NECアクセステクニカの「AtermWG1800HP」と「AtermWG1400HP」は、無線LAN(Wi-Fi)の最新規格、Draft IEEE802.11ac(以下、ドラフト11ac)対応の無線LANルータだ。上位モデルのAtermWG1800HPは理論値最大1,300Mbpsでの通信が可能で、数字の上ではGigabit Ethernet(1000BASE-T)有線LANの1,000Mbpsを上回っている。

下位モデルのAtermWG1400HPでも最大867Mbpsと、こちらもGigabit Ethernetに迫る通信速度。現在主流であるIEEE802.11nの150~450Mbpsと比べて、かなりの高速化を期待できるはずだ。そこで今回はAtermWG1800HPとAtermWG1400HPを使って、通信速度の検証を中心に使い勝手や便利な機能についても紹介しよう。
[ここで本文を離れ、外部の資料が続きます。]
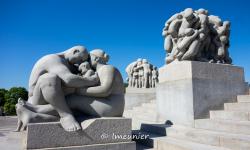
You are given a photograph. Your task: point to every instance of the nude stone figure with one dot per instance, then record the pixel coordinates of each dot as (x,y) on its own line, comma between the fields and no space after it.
(197,36)
(48,101)
(140,72)
(129,71)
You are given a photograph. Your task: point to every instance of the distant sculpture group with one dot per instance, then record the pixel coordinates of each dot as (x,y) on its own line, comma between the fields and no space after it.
(72,81)
(142,74)
(197,36)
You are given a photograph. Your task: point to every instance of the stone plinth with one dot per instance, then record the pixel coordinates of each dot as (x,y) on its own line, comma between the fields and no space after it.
(98,133)
(137,96)
(187,90)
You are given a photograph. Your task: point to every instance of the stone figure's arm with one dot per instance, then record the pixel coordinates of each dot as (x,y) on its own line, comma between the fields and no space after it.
(187,40)
(70,79)
(105,88)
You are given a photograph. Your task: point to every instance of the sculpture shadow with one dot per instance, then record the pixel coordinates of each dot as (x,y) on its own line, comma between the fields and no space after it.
(150,131)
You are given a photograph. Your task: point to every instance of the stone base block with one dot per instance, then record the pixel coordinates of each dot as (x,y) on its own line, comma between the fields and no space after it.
(96,131)
(137,96)
(187,90)
(106,146)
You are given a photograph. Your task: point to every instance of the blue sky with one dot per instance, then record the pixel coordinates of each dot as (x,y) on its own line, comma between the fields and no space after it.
(125,29)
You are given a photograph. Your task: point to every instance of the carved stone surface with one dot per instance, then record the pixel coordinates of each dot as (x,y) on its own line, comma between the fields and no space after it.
(142,74)
(94,131)
(70,83)
(187,90)
(137,96)
(195,35)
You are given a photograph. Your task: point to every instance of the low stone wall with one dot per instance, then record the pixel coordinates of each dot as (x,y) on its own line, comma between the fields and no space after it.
(187,90)
(99,133)
(137,96)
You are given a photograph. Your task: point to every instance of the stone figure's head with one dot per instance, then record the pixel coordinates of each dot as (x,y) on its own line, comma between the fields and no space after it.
(84,67)
(202,11)
(189,31)
(154,67)
(139,61)
(98,56)
(226,24)
(188,14)
(145,61)
(76,55)
(215,21)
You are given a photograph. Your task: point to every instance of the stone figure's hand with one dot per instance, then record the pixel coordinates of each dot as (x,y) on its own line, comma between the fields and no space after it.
(81,91)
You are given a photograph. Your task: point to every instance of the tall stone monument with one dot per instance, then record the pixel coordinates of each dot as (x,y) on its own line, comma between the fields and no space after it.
(75,102)
(142,79)
(198,75)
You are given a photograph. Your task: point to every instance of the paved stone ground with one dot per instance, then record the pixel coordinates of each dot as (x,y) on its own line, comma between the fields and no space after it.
(9,140)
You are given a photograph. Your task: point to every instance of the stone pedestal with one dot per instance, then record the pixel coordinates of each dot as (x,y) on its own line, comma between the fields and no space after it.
(137,96)
(99,133)
(187,90)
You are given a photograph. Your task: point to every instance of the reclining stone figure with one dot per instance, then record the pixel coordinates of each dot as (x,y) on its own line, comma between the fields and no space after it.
(196,36)
(53,75)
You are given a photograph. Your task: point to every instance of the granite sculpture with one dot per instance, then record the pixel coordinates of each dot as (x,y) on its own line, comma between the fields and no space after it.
(196,36)
(69,84)
(142,74)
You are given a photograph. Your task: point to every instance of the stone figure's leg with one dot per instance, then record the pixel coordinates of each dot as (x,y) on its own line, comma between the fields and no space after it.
(150,81)
(52,92)
(97,107)
(26,116)
(130,81)
(146,80)
(43,109)
(168,44)
(192,51)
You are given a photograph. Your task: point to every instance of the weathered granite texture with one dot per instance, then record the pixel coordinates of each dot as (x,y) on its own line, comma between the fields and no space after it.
(142,74)
(65,82)
(187,90)
(94,132)
(137,96)
(196,35)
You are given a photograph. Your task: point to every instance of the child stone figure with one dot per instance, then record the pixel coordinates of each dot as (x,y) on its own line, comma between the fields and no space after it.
(86,71)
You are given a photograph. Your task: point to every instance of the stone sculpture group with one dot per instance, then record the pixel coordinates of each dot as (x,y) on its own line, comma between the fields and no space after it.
(69,84)
(142,74)
(197,36)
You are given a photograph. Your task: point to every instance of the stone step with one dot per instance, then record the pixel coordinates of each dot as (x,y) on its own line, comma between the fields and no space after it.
(237,106)
(169,143)
(230,115)
(149,106)
(142,116)
(149,141)
(144,110)
(136,123)
(142,147)
(243,98)
(214,138)
(156,128)
(238,127)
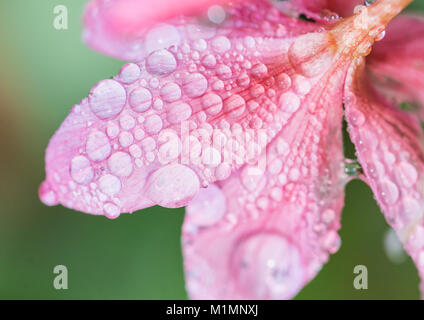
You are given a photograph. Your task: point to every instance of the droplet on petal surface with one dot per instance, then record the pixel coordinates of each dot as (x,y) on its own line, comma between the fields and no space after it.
(194,85)
(81,170)
(268,266)
(178,112)
(170,92)
(161,62)
(109,184)
(208,207)
(312,54)
(107,99)
(98,147)
(161,36)
(129,73)
(172,186)
(235,106)
(120,164)
(140,99)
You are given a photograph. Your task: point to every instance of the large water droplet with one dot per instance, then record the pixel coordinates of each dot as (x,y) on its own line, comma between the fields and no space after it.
(109,184)
(120,164)
(178,112)
(170,92)
(162,36)
(235,106)
(194,85)
(221,44)
(140,99)
(212,103)
(312,54)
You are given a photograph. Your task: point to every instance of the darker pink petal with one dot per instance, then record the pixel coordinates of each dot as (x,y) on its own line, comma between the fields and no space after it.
(180,119)
(389,146)
(396,65)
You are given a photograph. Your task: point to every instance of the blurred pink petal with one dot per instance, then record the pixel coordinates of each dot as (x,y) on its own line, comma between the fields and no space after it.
(238,114)
(120,28)
(396,64)
(323,11)
(390,149)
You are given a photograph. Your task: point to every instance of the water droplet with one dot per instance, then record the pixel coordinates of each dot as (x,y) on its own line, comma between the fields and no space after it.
(221,44)
(111,210)
(289,102)
(208,207)
(211,157)
(129,73)
(153,124)
(97,147)
(301,85)
(120,164)
(406,174)
(235,106)
(161,62)
(140,99)
(161,36)
(257,90)
(393,247)
(194,85)
(267,266)
(107,99)
(109,184)
(223,171)
(312,54)
(172,186)
(81,170)
(389,192)
(223,72)
(178,112)
(127,122)
(170,92)
(126,139)
(357,118)
(47,195)
(212,103)
(259,70)
(352,168)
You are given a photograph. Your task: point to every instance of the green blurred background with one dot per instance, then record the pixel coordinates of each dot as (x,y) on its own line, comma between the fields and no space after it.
(43,72)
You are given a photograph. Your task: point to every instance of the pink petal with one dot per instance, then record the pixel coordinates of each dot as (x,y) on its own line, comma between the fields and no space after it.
(267,230)
(110,31)
(323,11)
(396,64)
(180,119)
(389,146)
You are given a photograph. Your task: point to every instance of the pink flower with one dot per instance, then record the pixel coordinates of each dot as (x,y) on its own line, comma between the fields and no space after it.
(237,114)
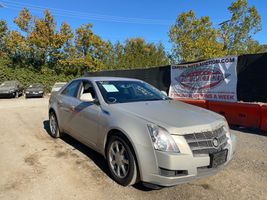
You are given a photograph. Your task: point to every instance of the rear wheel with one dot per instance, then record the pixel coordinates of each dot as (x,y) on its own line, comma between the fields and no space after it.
(53,125)
(121,161)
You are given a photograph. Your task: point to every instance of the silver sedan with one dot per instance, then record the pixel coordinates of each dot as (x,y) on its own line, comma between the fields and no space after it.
(143,134)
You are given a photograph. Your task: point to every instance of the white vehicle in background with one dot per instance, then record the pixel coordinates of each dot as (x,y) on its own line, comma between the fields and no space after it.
(57,86)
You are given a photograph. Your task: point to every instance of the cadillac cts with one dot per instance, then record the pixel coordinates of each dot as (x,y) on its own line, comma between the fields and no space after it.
(143,134)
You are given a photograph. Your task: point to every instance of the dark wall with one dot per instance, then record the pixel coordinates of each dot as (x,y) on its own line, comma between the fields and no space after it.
(251,77)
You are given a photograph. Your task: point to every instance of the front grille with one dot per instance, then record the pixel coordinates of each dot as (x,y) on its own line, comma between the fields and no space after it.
(203,142)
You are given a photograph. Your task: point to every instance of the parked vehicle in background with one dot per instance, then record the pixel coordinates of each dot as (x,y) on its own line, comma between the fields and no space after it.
(143,134)
(57,86)
(35,90)
(11,89)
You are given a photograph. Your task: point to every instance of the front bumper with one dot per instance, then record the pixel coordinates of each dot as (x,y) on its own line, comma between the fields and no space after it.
(187,166)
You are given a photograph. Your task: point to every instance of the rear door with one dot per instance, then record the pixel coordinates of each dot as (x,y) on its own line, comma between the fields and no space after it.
(67,101)
(85,120)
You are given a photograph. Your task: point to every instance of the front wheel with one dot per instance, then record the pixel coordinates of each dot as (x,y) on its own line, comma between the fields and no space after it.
(121,161)
(53,125)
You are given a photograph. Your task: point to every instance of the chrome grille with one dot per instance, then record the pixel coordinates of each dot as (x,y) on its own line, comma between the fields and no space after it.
(202,143)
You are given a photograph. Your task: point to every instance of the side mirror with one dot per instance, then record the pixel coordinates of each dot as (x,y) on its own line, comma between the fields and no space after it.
(86,97)
(96,102)
(163,92)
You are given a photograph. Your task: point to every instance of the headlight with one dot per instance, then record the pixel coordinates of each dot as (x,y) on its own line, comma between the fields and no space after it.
(161,139)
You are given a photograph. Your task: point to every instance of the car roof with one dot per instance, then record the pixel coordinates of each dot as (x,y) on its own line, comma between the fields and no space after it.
(107,78)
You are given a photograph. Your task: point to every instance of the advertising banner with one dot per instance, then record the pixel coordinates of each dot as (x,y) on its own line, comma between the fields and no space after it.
(214,79)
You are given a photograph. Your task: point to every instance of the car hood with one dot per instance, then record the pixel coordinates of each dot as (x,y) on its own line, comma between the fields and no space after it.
(177,117)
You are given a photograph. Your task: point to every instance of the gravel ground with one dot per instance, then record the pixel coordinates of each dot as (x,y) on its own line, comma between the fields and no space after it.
(35,166)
ドラフト11ac対応で、最大1,300Mbps(理論値)の通信速度を誇る「AtermWG1800HP」(写真左)。片方をイーサネットコンバータとして利用する2台セット「AtermWG1800HP/E」(写真右)も用意されている

理論値最大867Mbpsのドラフト11ac対応ルータ「AtermWG1400HP」(写真左)と、2台セットの「AtermWG1400HP/E」

■ AtermWG1800HPの主な仕様 [無線LAN] IEEE802.11b/g/n(2.4GHz帯)、IEEE802.11a/n/ac(5GHz帯) [WANポート] 10BASE-T/100BASE-TX/1000BASE-T×1ポート [アンテナ] 3×3 [有線LANポート] 10BASE-T/100BASE-TX/1000BASE-T×4ポート [USBポート] USB 2.0×1ポート [本体サイズ/重量] 約W33×D111×H170mm/約0.4kg
■ AtermWG1400HPの主な仕様 [無線LAN] IEEE802.11b/g/n(2.4GHz帯)、IEEE802.11a/n/ac(5GHz帯) [WANポート] 10BASE-T/100BASE-TX/1000BASE-T×1ポート [アンテナ] 3×3(2.4GHz)、2×2(5GHz) [有線LANポート] 10BASE-T/100BASE-TX/1000BASE-T×4ポート [USBポート] USB 2.0×1ポート [本体サイズ/重量] 約W33×D111×H170mm/約0.4kg

コンパクトで設置しやすいデザイン

まずはAtermWG1800HPの外観から見てみよう。何より特徴的なのは、コンパクトで魅力のある本体デザインだ。サイズは約W33×D111×H170mmで、ほかのドラフト11ac対応ルータと比べてみても小さい。付属スタンドの取り付け位置によって縦位置/横位置で設置できるほか、ネジ穴を使って壁に取り付けることも可能だ。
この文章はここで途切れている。